Not even remotely true. Oracle is building out infrastructure mostly for AI workloads. It dropped because it couldn’t explain its financing and if the investment was worth it. OpenAI or not wouldn’t have mattered.

what-the-grump · 2025-12-12T01:50:17 1765504217

You pretend that humans don’t produce slop?

I can recognize the short comings of AI code but it can produce a mock or a full blown class before I can find a place to save the file it produced.

Pretending that we are all busy writing novelty and genius is silly, 99% are writing for CRUD tasks and basic business flows, the code isn’t going to be perfect it doesn’t need to be but it will get the job done.

All the logical gotchas of the work flows that you’d be refactoring for hours are done in minutes.

Use pro with search… are it going to read 200 pages of documentation in 7 minutes come up with a conclusion and validate it or invalidate it in another 5? No you still trying accept the cookie prompt on your 6th result.

You might as well join the flat earth society if you still think that AI can’t help you complete day to day tasks.

jacquesm · 2025-12-12T02:38:30 1765507110

[flagged]

mmaunder · 2025-12-12T03:39:54 1765510794

That's like telling a pig to become a pork producer.

GolfPopper · 2025-12-12T01:38:17 1765503497

Replace 'products' with 'message', 'tech' with 'religion' and 'CEO' with 'prophet' and you have a bog-standard cult recruitment pitch.

Aeolun · 2025-12-12T02:41:10 1765507270

Because most recruitment pitches are the same regardless of the subject.

bluefirebrand · 2025-12-12T01:24:23 1765502663

> I’d suggest embracing these products with a sense of optimism until proven otherwise

They prove me otherwise literally every time I try

That's why I think you are all full of shit

eru · 2025-12-12T02:03:33 1765505013

Maybe you are holding it wrong?

Contemporary LLMs still have huge limitations and downsides.

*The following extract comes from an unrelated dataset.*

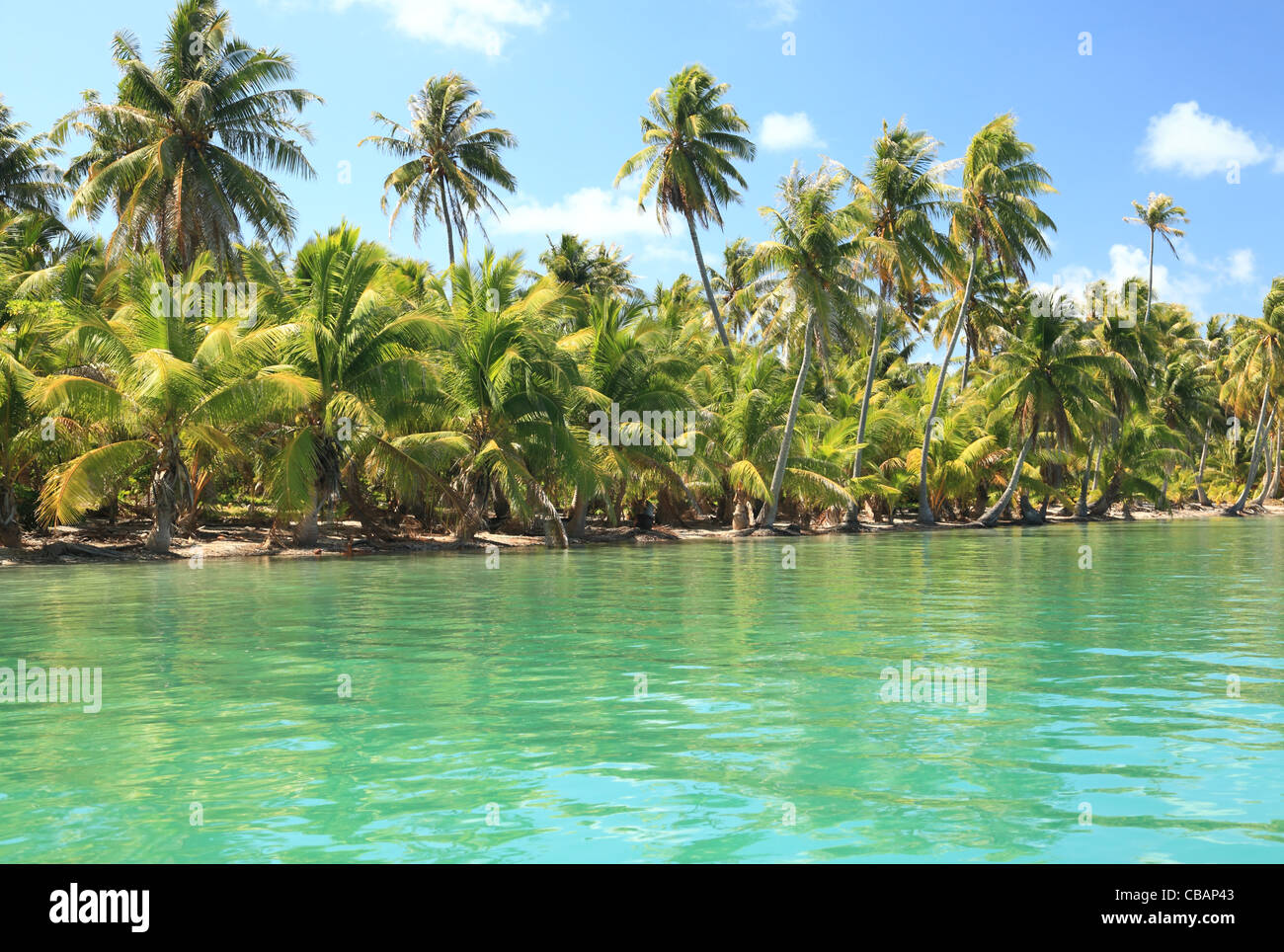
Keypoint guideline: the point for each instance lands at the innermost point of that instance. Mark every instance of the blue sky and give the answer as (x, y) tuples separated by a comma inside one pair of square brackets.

Just like hammer or a saw has limitations. But millions of people are getting good value out of them already (both LLMs and hammers and saws). I find it hard to believe that they are all deluded.

skydhash · 2025-12-12T03:09:25 1765508965

What limitations does an hammer have if the job is hammering? Or a saw with sawing? Even `ed` doesn't have any issue with editing text files.

eru · 2025-12-12T08:26:33 1765527993

Well, ask the people who invented better hammers or better saws. Or better text editors than ed.

mmaunder · 2025-12-11T21:48:08 1765489688

Yeah I eventually noped out as I said in another comment and am charging hard with Codex and am so happy about 5.2!!